An Orange Order marcher (with skeletal face, glowing eyes, and a ‘Give way’ sign) is about to step on a protestor from the lower Ormeau who holds a sign reading “Peace – Justice” and has just released a dove that is sitting on top of the road-sign on the corner.
The scene is the Ormeau Road at Farnham Street, and the mural is in Farnham Street at the Ormeau Road; the mural thus includes a depiction of itself: the edge of the mural (with blue sky and grey pavement) appears on the wall to the left of the pizza shop with painted shutters reading “What part of NO don’t you understand?” (An image of the actual shutters, from the squire93 collection, is included below.)

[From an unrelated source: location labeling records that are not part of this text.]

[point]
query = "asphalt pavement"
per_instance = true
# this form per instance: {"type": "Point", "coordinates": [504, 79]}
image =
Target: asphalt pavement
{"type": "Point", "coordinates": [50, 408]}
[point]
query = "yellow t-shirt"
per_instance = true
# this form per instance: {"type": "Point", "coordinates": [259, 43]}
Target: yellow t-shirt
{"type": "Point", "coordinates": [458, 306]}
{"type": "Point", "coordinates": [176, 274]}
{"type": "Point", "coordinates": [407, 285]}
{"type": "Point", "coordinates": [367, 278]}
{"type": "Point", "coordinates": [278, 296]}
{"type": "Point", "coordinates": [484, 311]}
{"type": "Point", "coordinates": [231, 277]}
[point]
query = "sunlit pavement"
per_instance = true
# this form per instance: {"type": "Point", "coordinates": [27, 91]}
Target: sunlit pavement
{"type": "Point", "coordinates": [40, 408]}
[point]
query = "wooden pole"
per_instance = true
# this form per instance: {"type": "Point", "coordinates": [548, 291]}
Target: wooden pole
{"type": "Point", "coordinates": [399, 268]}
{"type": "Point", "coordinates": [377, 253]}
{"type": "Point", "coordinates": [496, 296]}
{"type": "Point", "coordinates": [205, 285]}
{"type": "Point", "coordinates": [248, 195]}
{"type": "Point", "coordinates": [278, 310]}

In the top left is a smaller piece painted on a board: the words “Will there ever be peace? No.” are super-imposed on a grave.
In the summer of 1998, an Orange Order march was allowed to parade along Ormeau Road. Parades Commission chairman Alistair Graham (pictured in the mural beneath the evil-eyed OO member) “insisted that the Ormeau Road decision “was not a simple trade-off for our earlier decision on Drumcree”” (Irish Times).
The Belfast or Good Friday Agreement promises “the right to freedom from sectarian harassment” and this mural beseeches the authorities to “let’s make it work” by rerouting “sectarian marches” such as the Orange Order parade on the Ormeau Road.
“A postcard from the edge – Having a wonderful time! How was your summer?” Postcards From The Edge was a 1990 film starring Meryl Streep and Shirley MacLaine based on the semi-autobiographical novel of the same name by Carrie Fisher (WP). In this mural, the nationalist community is locked in the dark while the Orange Order parades loudly on the Ormeau Road in south Belfast.
“Ring Of Peace” is a massive, three storey piece in Waring Street, undertaken in 1998 to mark the Good Friday Agreement, by Francisco Letelier (with Jennifer Trouton, Colin McGookin, Marie Thérèse Davis) – here is a shot of the artist working on the piece. The mural shows four double-handed arms clasping each other in a circle against a back-drop of cosmic and nature scenes. In the lower portion, two human figures reach out to each other.
“In the love of our country, some have give[n] something, some have give[n] everything, others have yet to give. Quis separabit. UDA/UFF.” UYM mural with a crudely drawn hooded-gunman. There is “RIRA” graffiti in three places.